I have implemented Q-Learning as described in,

http://web.cs.swarthmore.edu/~meeden/cs81/s12/papers/MarkStevePaper.pdf

In order to approx. Q(S,A) I use a neural network structure like the following,

  • Activation sigmoid
  • Inputs, number of inputs + 1 for Action neurons (All Inputs Scaled 0-1)
  • Outputs, single output. Q-Value
  • N number of M Hidden Layers.
  • Exploration method random 0 < rand() < propExplore

At each learning iteration using the following formula,

enter image description here

I calculate a Q-Target value then calculate an error using,

error = QTarget - LastQValueReturnedFromNN

and back propagate the error through the neural network.

Q1, Am I on the right track? I have seen some papers that implement a NN with one output neuron for each action.

Q2, My reward function returns a number between -1 and 1. Is it ok to return a number between -1 and 1 when the activation function is sigmoid (0 1)

Q3, From my understanding of this method given enough training instances it should be quarantined to find an optimal policy wight? When training for XOR sometimes it learns it after 2k iterations sometimes it won't learn even after 40k 50k iterations.

Best Answer

Q1. You're definitely on the right track, but a few changes could help immensely. Some people use one output unit per action so that they only have to run their network once for action selection (you have to run your net once for each possible action). But this shouldn't make a difference with regards to learning, and is only worth implementing if you're planning on scaling your model up significantly.
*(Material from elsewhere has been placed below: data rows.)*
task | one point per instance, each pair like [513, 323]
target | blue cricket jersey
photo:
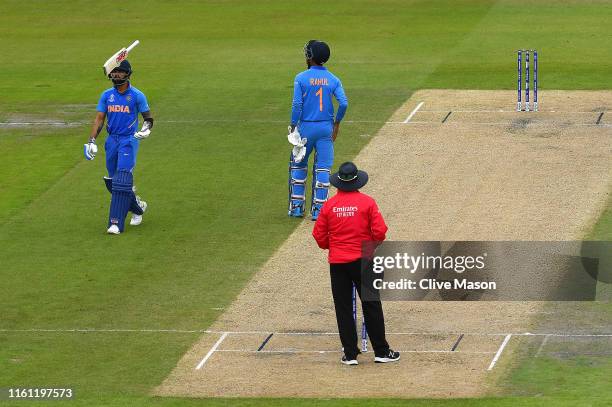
[122, 110]
[312, 96]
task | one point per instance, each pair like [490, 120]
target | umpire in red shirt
[344, 223]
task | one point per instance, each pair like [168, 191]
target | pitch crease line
[211, 351]
[499, 351]
[416, 109]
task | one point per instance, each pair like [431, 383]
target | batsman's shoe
[348, 361]
[296, 211]
[137, 219]
[390, 356]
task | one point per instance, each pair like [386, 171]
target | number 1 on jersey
[320, 95]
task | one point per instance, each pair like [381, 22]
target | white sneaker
[137, 219]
Q2. Generally, people use a linear activation function for the last layer of their neural network, especially for reinforcement learning. There are a variety of reasons for this, but the most pertinent is that a linear activation function allows you to represent the full range of real numbers as your output. Thus, even if you don't know the bounds on the rewards for your task, you're still guaranteed to be able to represent that range.

Q3. Unfortunately, the theoretical guarantees for combining neural networks (and non-linear function approximation for generally) with reinforcement learning are pretty much non-existent. There are a few fancier versions of reinforcement learning (mainly out of the Sutton lab) that can make the sorts of convergence claims you mention, but I've never really seen those algorithms applied 'in the wild'. The reason for this is that while great performance can't be promised, it is typically obtained in practice, with proper attention to hyper-parameters and initial conditions.

One final point that bears mentioning for neural networks in general: don't use sigmoid activation functions for networks with a lot of hidden layers! They're cursed with the problem of 'vanishing gradients'; the error signal hardly reaches the earlier layers (looking at the derivative of the function should make it clear why this is the case). Instead, try using rectified linear units (RELU) or 'soft plus' units, as they generally exhibit much better performance in deep networks.

See this paper for a great implementation of neural networks trained with reinforcement learning:

Mnih, Volodymyr, et al. "Playing Atari with deep reinforcement learning." arXiv preprint arXiv:1312.5602 (2013).